Hier setzt Architekturpsychologie an: Sie macht sichtbar, was Räume mit uns machen.
Gilt das für alle Menschen?
Die Forschung zeigt dabei häufig, wie Menschen im Durchschnitt auf bestimmte Raumfaktoren reagieren. Manche kritisieren das: „Aber wir sind doch alle verschieden.“
Das stimmt.
Und trotzdem sind diese allgemeinen Erkenntnisse wertvoll, weil sie Orientierung bieten. Sie helfen uns dabei, Muster zu erkennen, bevor wir im Einzelfall in die Tiefe gehen.
Wenn zum Beispiel viele Menschen mit Unsicherheit reagieren, wenn abends im Schlafzimmer die Vorhänge offenstehen, dann ist das kein starres Gesetz – aber ein Hinweis. Kommt jemand mit Schlafproblemen zu mir, starte ich nicht bei null. Ich beginne dort, wo das Zusammenspiel von Raum und Psyche wahrscheinlich eine Rolle spielt.

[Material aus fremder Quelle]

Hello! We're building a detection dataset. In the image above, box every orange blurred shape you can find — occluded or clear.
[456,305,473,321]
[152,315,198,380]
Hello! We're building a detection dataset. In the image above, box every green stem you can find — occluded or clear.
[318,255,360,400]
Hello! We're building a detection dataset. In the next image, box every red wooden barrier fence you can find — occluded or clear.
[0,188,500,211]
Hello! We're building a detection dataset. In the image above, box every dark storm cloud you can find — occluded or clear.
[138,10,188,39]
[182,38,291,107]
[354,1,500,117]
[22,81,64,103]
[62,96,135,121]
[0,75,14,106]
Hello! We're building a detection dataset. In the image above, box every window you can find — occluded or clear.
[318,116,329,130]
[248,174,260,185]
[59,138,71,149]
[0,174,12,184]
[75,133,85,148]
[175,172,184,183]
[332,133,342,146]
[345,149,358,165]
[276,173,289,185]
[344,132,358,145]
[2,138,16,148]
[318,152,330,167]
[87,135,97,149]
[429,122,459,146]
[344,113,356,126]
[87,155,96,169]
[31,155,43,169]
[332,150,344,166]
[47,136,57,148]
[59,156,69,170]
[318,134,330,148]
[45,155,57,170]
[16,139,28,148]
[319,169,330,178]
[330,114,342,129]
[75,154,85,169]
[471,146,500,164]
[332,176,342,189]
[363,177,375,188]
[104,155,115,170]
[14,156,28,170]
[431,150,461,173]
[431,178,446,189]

Gleichzeitig berücksichtigt Architekturpsychologie genau das, was uns individuell macht: unsere Bedürfnisse.
Wir unterscheiden uns darin, wie viele Reize wir gut verarbeiten können.
Wie wir uns entfalten möchten.
Wie wir Nähe und Distanz erleben.
Worauf wir sensibel reagieren.
Und was uns stärkt.
Beides – allgemeine Raumwirkungen und persönliche Bedürfnisse – bestimmt, ob ein Raum uns unterstützt oder erschöpft.
Architekturpsychologie heißt also:
Verstehen, wie Räume im Allgemeinen wirken.
Und erkennen, was Menschen im Besonderen brauchen.
Die Kunst liegt darin, beides zusammenzubringen.
Denn genau dort, wo ein Raum unsere individuellen Bedürfnisse aufgreift, kann er uns langfristig guttun.
In den kommenden Beiträgen werde ich einige dieser Raumwirkungen genauer erklären – und dir Einblicke geben, welche Bedürfnisse beim Wohnen und Arbeiten eine Rolle spielen.
So viel vorweg: Vieles davon hast du schon täglich erlebt, aber vielleicht nie bewusst gesehen.